Scott Walker Rebuked In Person By MLK Award Recipient

A Wisconsin woman accepting a social justice award on behalf of her late husband used the opportunity to apparently dress down nearby Gov. Scott Walker (R), saying that anyone who tries to limit union rights is "not in the tradition of Martin Luther King."

Walker, who famously and controversially rolled back the collective bargaining rights of Wisconsin state workers in 2011, was seated just a few feet away from Margaret Rozga when she delivered her remarks at the state capitol on Monday. Rozga was accepting the MLK 2013 Heritage Award for her husband, Father James Groppi, a Catholic priest and social activist who died in 1985. (His marriage to Rozga led to his excommunication from the church, according to the book "Wisconsin Heroes.")

"As a person who remembers that Martin Luther King was killed while he was working to organize sanitation workers, I know that anyone who works to curtail union rights is not in the tradition of Martin Luther King," Rozga said. (Video above from the Cap Times.)

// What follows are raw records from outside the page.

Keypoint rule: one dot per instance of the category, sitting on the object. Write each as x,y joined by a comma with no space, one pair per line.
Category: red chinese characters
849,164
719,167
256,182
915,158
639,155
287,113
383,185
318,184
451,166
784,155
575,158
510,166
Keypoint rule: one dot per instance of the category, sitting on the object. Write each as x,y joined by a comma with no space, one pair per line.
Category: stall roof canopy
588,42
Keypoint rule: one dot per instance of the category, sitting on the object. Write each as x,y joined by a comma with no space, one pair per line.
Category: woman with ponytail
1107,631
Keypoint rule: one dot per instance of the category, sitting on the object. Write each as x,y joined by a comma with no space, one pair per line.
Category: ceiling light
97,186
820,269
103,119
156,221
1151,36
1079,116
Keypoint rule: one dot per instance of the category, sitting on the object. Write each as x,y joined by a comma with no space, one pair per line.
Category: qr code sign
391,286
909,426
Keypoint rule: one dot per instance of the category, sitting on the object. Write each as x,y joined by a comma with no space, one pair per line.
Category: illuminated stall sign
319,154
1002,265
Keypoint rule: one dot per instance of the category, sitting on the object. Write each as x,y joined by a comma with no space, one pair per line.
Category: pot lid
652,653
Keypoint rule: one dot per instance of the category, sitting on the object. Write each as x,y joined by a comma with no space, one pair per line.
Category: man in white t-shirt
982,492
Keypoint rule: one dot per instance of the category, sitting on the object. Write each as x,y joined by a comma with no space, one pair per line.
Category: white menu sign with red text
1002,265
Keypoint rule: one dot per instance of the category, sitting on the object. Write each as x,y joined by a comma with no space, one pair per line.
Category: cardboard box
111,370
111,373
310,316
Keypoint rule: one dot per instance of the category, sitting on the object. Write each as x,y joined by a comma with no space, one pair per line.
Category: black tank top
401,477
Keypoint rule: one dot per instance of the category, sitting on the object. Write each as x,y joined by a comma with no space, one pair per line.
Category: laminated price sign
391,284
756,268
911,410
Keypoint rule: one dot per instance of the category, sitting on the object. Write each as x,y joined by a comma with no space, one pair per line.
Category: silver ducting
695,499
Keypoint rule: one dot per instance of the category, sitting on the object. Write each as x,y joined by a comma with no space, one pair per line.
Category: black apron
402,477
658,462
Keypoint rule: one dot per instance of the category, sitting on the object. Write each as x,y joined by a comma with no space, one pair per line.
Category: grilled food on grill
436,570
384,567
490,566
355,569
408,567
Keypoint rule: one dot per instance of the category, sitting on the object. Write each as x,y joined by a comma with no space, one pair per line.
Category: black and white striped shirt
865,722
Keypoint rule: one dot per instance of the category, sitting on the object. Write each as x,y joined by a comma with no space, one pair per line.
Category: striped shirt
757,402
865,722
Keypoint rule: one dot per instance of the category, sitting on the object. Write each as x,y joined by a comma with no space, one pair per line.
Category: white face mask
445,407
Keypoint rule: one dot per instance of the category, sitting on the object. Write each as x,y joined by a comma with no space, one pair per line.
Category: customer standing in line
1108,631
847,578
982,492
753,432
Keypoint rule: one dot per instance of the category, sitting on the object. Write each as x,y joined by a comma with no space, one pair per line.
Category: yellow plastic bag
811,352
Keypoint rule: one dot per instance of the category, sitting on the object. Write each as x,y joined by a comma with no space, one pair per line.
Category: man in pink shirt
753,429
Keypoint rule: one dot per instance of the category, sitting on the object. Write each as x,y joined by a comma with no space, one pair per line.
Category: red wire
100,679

Rozga did not directly address Walker by name.

In her remarks, Rozga also addressed the need to protect voting rights and natural resources. In November, Walker called for a repeal of the state's same-day voter registration law, a move that Democrats said was politically motivated voter suppression. After a firestorm of criticism, Walker backed off the plan.

"As a person who got her start in the Civil Rights Movement by volunteering to work on Southern Christian Leadership voter registration campaigns in Alabama, I know that those who [propose] any curtailment of voting rights are not in the tradition of Martin Luther King," Rozga said.

Noting that, in addition to having been a priest, her husband was a bus driver and president of an Amalgamated Transit Union local, Rozga voiced her support for a number of labor-friendly groups, including the Milwaukee workers at Palermo's Pizza who've gone on strike over working conditions.

According to the Wisconsin State Journal, some protesters booed and turned their backs on Walker when he presented a proclamation in honor of King.